Lire l'article consacré à ce produit.
*
le sucre candy ou le miel, très conseillés par certains
artistes, allient plusieurs avantages : conservation, souplesse, onctuosité,
"temps d'ouverture" plus long. Attention : pour la même raison que pour la
glycérine - tous ces produits contiennent des alcools -, la présence
d'acides dans la pâte et le support peut rendre délicate l'adjonction de
sucre. En ce qui concerne le miel, ils est souhaitable de choisir une
variété classique, liquide et transparente (voir photo ci-contre)
* la gomme arabique
(environ 15 à 30 cl d'eau
gommée pour un jaune d'oeuf) pour une cure amaigrissante... Il s'agit là
de se rapprocher des propriétés de transparence de l'aquarelle
*
le vinaigre, adjuvant très classique qui prolonge la
conservation de la pâte mais dont la composition chimique peut poser des
problèmes d'interactions. Contenant de l'alcool éthylique et un aldéhyde, il peut interagir avec
d'éventuels éléments acides. Lire l'article du
glossaire.
*
le jus de persil est utilisé en lieu et place du vinaigre par
quelques artistes qui n'ont pas pu (ou voulu) nous en donner la raison.

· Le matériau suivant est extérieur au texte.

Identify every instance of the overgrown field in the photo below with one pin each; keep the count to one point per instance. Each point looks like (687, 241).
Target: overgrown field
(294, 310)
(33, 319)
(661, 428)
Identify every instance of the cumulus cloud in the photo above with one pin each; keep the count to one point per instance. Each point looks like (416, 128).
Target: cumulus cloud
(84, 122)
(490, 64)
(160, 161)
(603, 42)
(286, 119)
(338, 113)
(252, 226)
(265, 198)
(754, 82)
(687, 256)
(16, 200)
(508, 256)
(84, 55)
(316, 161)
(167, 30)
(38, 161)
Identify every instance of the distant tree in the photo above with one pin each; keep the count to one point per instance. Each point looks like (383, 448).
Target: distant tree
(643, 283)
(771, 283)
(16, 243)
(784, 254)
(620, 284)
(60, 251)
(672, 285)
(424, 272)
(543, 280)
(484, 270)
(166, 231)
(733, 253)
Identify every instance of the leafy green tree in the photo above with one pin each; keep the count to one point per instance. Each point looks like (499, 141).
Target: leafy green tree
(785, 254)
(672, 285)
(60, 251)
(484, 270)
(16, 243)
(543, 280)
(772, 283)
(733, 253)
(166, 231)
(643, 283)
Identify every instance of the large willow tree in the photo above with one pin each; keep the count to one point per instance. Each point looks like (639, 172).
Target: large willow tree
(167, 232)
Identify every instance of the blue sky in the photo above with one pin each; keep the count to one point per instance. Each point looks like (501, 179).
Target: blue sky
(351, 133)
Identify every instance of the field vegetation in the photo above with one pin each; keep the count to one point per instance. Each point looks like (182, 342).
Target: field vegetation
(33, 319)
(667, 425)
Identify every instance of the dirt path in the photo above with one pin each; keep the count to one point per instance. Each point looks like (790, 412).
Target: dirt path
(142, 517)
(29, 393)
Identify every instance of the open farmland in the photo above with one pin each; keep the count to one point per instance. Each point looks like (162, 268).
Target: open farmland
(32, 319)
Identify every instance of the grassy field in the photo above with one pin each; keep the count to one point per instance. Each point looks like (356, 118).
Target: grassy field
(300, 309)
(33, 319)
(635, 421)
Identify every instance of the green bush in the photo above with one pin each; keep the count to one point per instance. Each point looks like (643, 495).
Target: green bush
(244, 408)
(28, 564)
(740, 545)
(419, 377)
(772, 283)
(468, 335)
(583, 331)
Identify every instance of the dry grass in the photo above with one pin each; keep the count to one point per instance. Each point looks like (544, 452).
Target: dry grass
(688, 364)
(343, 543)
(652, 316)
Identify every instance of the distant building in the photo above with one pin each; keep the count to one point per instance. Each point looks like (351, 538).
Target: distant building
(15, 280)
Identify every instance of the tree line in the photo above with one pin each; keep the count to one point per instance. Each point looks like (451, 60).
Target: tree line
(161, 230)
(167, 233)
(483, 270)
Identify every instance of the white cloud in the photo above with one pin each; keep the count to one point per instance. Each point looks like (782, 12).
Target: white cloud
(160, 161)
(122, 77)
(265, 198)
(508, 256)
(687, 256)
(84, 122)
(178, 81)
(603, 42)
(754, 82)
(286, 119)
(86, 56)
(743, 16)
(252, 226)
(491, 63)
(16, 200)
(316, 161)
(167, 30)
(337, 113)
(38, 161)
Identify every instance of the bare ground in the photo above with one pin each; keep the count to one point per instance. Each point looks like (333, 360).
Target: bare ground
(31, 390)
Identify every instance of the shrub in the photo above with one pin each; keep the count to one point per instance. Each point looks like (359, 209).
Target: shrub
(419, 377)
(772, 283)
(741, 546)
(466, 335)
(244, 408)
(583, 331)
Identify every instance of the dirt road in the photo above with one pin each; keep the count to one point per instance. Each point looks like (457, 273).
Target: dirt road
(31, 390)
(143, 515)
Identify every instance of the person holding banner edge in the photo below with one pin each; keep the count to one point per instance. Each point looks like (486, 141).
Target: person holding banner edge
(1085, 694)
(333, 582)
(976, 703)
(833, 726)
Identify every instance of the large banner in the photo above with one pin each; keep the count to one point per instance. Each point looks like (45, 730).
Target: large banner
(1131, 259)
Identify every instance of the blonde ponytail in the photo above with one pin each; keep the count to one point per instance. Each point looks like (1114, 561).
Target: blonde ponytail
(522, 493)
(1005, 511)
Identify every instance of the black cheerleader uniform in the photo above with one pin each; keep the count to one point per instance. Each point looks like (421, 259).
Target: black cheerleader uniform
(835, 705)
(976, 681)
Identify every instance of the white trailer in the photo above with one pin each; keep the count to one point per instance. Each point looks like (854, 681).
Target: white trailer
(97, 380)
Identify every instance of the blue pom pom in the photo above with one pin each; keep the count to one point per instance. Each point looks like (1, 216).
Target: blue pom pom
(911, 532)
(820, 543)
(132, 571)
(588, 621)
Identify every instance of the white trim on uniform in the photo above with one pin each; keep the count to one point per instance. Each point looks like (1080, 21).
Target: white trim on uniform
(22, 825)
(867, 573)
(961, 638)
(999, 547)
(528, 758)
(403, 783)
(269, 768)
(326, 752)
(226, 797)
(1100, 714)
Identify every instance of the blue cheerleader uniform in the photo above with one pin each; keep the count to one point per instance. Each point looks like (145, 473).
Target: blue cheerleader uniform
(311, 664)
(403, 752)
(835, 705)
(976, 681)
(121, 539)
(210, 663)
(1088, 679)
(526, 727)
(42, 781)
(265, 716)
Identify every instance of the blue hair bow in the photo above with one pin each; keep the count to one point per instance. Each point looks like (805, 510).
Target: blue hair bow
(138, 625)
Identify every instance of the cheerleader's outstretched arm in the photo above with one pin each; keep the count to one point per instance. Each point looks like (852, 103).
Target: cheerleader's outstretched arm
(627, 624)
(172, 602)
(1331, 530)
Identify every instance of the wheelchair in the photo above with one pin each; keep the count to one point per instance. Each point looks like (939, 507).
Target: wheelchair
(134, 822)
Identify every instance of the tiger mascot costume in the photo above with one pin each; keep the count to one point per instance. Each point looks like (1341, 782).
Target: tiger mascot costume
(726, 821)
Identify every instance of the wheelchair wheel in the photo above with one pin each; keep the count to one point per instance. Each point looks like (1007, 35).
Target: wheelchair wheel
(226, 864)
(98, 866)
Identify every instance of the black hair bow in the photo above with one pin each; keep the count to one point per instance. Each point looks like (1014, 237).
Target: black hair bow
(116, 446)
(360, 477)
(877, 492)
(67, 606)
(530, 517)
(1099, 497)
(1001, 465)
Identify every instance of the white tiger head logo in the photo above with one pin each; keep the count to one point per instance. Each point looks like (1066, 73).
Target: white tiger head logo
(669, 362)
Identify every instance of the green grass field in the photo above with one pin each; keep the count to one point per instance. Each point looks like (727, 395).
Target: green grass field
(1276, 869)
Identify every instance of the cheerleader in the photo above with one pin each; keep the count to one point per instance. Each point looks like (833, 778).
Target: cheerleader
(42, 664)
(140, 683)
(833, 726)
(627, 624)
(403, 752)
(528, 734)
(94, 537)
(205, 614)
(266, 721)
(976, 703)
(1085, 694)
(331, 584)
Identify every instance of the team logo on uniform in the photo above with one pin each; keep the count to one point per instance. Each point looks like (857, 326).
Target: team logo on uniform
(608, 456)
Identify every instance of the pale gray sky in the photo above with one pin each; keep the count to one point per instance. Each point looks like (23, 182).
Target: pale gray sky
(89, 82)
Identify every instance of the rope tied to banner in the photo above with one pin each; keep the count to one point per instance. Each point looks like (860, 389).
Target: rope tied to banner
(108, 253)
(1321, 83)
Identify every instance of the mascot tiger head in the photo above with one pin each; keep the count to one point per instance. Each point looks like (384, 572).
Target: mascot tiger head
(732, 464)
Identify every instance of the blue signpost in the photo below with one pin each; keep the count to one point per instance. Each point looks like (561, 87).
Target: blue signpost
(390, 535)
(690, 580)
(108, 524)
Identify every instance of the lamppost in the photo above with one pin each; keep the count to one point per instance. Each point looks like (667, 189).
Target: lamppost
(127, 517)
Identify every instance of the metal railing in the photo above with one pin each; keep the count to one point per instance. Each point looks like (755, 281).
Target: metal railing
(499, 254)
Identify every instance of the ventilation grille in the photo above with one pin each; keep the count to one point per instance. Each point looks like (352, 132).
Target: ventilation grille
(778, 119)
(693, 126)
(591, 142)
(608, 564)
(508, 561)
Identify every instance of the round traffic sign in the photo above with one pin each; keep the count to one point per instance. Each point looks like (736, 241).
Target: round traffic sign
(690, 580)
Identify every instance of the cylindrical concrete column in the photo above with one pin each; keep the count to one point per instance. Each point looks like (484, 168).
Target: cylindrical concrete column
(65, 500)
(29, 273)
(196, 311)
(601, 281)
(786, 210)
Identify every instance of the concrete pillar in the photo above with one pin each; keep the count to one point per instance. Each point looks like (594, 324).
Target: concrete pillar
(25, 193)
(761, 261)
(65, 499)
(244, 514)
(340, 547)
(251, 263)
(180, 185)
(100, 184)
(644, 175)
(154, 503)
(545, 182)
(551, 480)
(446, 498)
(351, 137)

L'utilisation de cet ingrédient serait traditionnelle mais les traditions,
dans ce domaine, sont innombrables. Toute information au sujet de cet
adjuvant sera la bienvenue
*
les vins blancs doux, utilisés à la place du vinaigre et/ou du
sucre, sont chaudement conseillés par certains artistes. Contenant de
l'alcool, ils peuvent interagir avec d'éventuels éléments acide mais
apportent encore plus que le vinaigre des propriétés de conservation.
*
Le citron à petite dose pourrait présenter la même fonction
conservatrice. Il vaut mieux éviter de l'employer conjointement avec de
l'alcool mais surtout avec des éléments alcalins
(caséine, pigments alcalinoterreux,
etc.).
* la
cire (2 cuillerées à café de cire
d'abeille blanche pour un jaune d'oeuf), combinée à
des résines tendres ou dures et/ou de la gomme arabique, en grande quantité
de toutes façons pour compenser la mollesse et la fragilité de cet adjuvant
* le
blanc d'oeuf, qui peut être utilisé à la manière d'un médium :
très aqueux (85% d'eau), très maigre mais très
visqueux (voir albumine) et
dépourvu d'onctuosité ; il est transparent, il donne de la vivacité aux
couleurs, mais employé massivement il n'a aucune tenue : il devient friable
au séchage. Il faut impérativement l'associer à un autre produit : un jaune,
une huile, un liant aqueux, une résine.
* l'eau, de
préférence
déminéralisée ou distillée.
*
La térébenthine (voir glossaire), utile comme diluant surtout si vous ajoutez
des corps gras. Elle a aussi une fonction de médium, apportant les résines
que ne contiennent pas les diluants purs.
Lire un exemple de
recette dans l'article consacré aux liants
émulsions.
Une pratique
originale mais digne d'intérêt : la peinture à la mayonnaise
Ce n'est pas une plaisanterie. Ce n'est pas non plus un
procédé simple et rien ne dit qu'il fonctionne vraiment. C'est véritablement une piste de recherche qui peut intéresser
des peintres et des curieux (voire des fabricants peut-être), mais on ne pourra
livrer ici absolument aucune "recette de peinture" directement exploitable.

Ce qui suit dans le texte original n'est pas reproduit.